Il les entendait rire d’ici, les Weathermen, les Panthères noires, l’armée rebelle, le ramassis des combattants de la violence, incorruptibles, qui le traitaient de criminel et le haïssaient jusqu’à l’os parce qu’il faisait partie des possédants. Le Suédois enfin débusqué. Ils étaient ivres de joie, ravis d’avoir détruit sa fille jadis gâtée, et brisé sa vie de privilégié, et ils l’amenaient enfin à leur vérité, cette vérité qu’ils savaient être celle de tout Vietnamien, homme, femme, enfant, etc., celle de tout Noir colonisé d’Amérique, celle de tous ceux qui partout et de tout temps s’étaient fait baiser par le capitalisme et sa cupidité insatiable. Cette puissance devenue folle, sale Blanc, c’est l’histoire de l’Amérique ! C’est l’empire américain ! C’est Chase Manhattan, General Motors, Standard Oil et Newark Maid LeatherWare ! Bienvenue à bord, chien capitaliste ! Bienvenue dans la race humaine baisée par l’Amérique.
Une petite explications sur le titre : La Pastorale américaine, c’est la fête de Thanksgiving, fête neutre, vidé de son contenu religieux, où deux cent cinquante millions de personnes mangent la même chose (une dinde), et où chacun met entre parenthèse ses griefs et ressentiments ; ça dure vingt-quatre heures.

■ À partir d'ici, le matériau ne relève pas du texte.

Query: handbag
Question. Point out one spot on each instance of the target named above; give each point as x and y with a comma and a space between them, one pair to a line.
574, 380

Autre article sur Philip Roth sur ce blog :
Philip Roth, né en 1933, est un grand écrivain américain, petit-fils d’immigrés juifs originaire de Galicie. Avec Pastorale américaine (1997), il entame une inflexion historique de son œuvre, pour se pencher sur la crise de la gauche américaine, et l’histoire de l’acculturation des juifs originaires d’Europe de l’Est aux États-Unis. Voir aussi « Le complot contre l’Amérique » sur ce thème. Souvent cité pour le prix Nobel de littérature, il ne l’a à ce jour pas reçu, ce que certains considèrent comme une anomalie.